The place where a big pot of gravy landed is now called Kuah, (the Malay word for gravy) and the place where the uncooked rice landed was called Beras Basah (wet uncooked rice). During the tremor, a huge vat of hot water turned over, and the placed has since then been called Air Hangat (hot water)! The fight between the two families continued until intervened by Mat Sawar. Following reconciliation, all three decided to turn themselves into their present mountainous forms.
Well, I guess certain things are best to be narrated mythologically rather than scientifically be explained.  

Legend 4 
Dayang Bunting: The Magical Lake of the Pregnant Maiden
Surrounded by lush tropical forests, the silence broken by the occasional sounds from the exotic birds that live there, this lake is reputed to have been the bathing spot for a fairy princess and her handmaidens.
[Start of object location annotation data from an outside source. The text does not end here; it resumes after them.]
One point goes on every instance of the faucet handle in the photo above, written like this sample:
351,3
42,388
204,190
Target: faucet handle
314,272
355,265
Unable to resist the lure of the clear inviting water, the princess would descend from her home and bathe there with her retinue. One day, a villager - a mortal man - chanced upon them and promptly fell in love with the princess.
After they left, he watched and waited for them to return. When they finally came back, he hid in the undergrowth and when they were safely in the water, he took the princess' discarded clothes and hid them. Naturally, she couldn't return to her home and agreed to marry the man. Then one day, she discovered her husband's deception and heart-broken, she left him.
But before returning to her world, she went to the lake once more and blessed it, saying that any woman who wanted a child could get her wish fulfilled after drinking water from the lake. This legend gained credence when it was said that a couple, childless after almost twenty years of marriage and not for lack of trying, drank from the lake. Only then did they have their prayers answered. They had a baby girl. 

Legend 5
Seven Magical Wells
This was believed to have been where the fairies came to bathe. It is believed that the unique lime trees and the sintuk, a climbing plant which has large pods, that grow around the pools were left behind by the fairies and locals who visit the Telaga Tujuh waterfalls often use them to wash their hair in order to cleanse themselves of bad luck. 

Legend 6
The Mystical Cave of Stories
Known in Malay language as Gue Cerita, The story tells of the failed ploy by the legendary Geruda (phoenix) to thwart the “marriage” of the Roman prince and Chinese princess. 

Legend 7
Cave of the Banshees
Haven for vampires. Unfortunately not the CullensIt is a cave so deep and dark that no one dares to venture in. People are convinced the cave is home to a female vampire called the langsuir, which, after having lured men to its lair, would suck their bodies dry of blood. No one would go near Gua Langsuir, for they believe that the scary sounds that come from the cave are the cries of the langsuir.

Other than these unique legends, the prosperous Langkawi is now known for a popular tourist attractions, offering beautiful sandy beaches (Pantai Chenang), duty free shopping including chocolate and cigarettes (Bandar Kuah) and also gamat.